At the start the Liberals were cowards and instead of taking a stand on the issue pushed the courts to decide.
Then in 1999, Prime Minister Paul Martin and his Liberals who were under Jean Chretien voted in favour of a Reform party motion which called for the sanctity of marriage as "the union of one man and one woman, to the exclusion of all others."
After that the then-justice minister Anne McLellan assured Canadians "the (Liberal) government has no intention of changing the definition of marriage, or of legislating same-sex marriages."
In 2003, Martin reversed his stand as it was obviously no longer politically expedient.
Today Martin says he considers the recognition of same-sex marriage so important that he is ready to call an election on it in order to uphold the Charter.
In two weeks, the Liberal government, which oh so conveniently made gay marriages a non-issue during the last election, plans to introduce legislation in the House of Commons allowing same-sex marriage.
Stephen Harper's Conservatives have started taking out advertisements to run in weekly and ethnic community newspapers following attacks on same-sex marriage from Sikh and Roman Catholic religious leaders.
South of the border special interest groups and right-wing Bush-backers plan to join the fray and escalate friction in the "great exercise in democracy."
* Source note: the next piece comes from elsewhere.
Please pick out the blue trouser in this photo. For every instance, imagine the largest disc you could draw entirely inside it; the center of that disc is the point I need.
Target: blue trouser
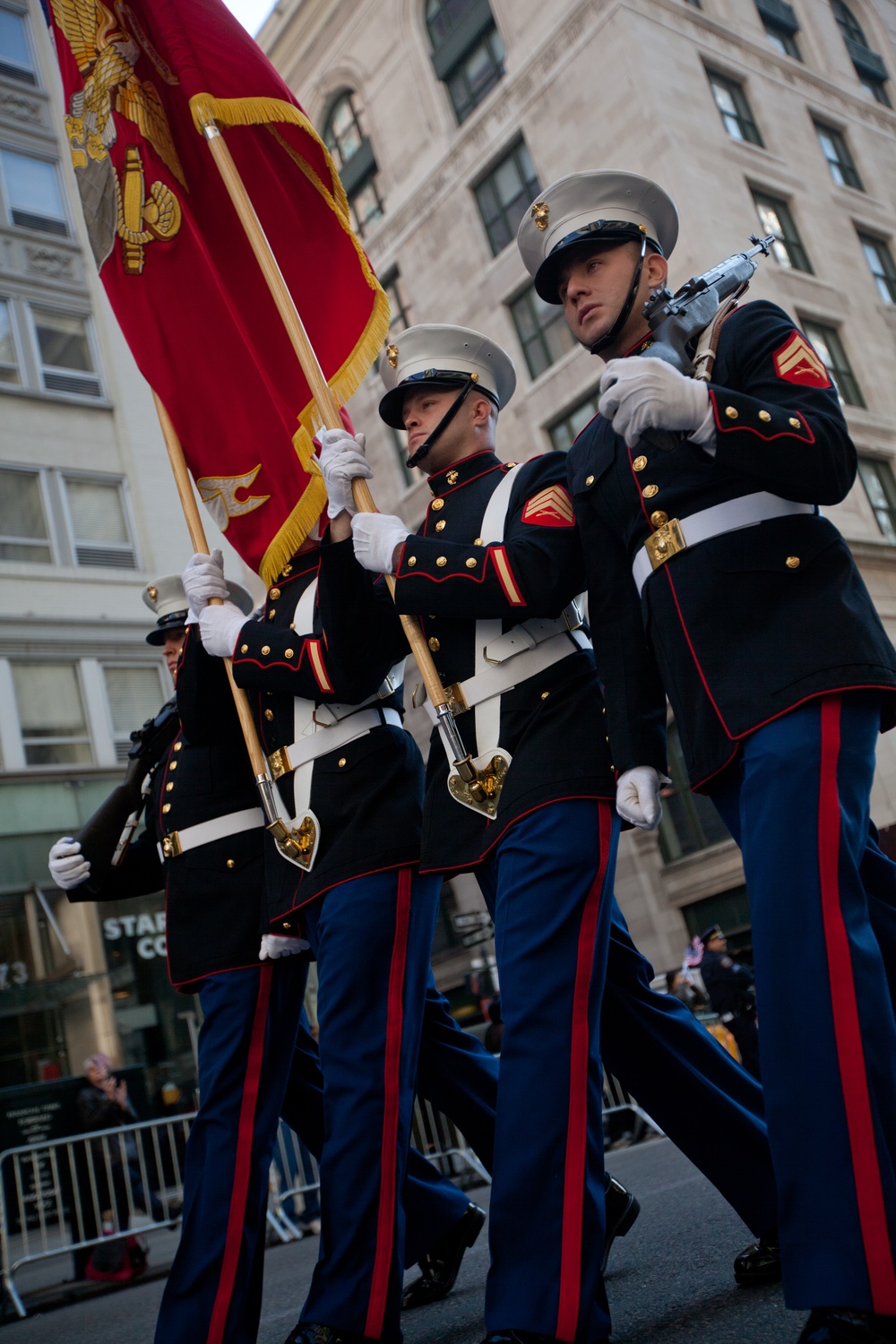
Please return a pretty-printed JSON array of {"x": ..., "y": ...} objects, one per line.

As for many in the big media, they are running around doing polls and competing with each other to get better and higher-level rhetoric to fuel the manufactured debate.
What makes this non-issue so comically infuriating is that seven out of 10 provinces and three territories already allow same sex marriages.
In some there already have been same-sex splits.
So what is the real benefit of all this talk, fight and vote
For most of us, a gay marriage is no more remarkable than an opposite-sex marriage.
It is a non-issue in our everyday lives and should be a non-issue in Canadian politics.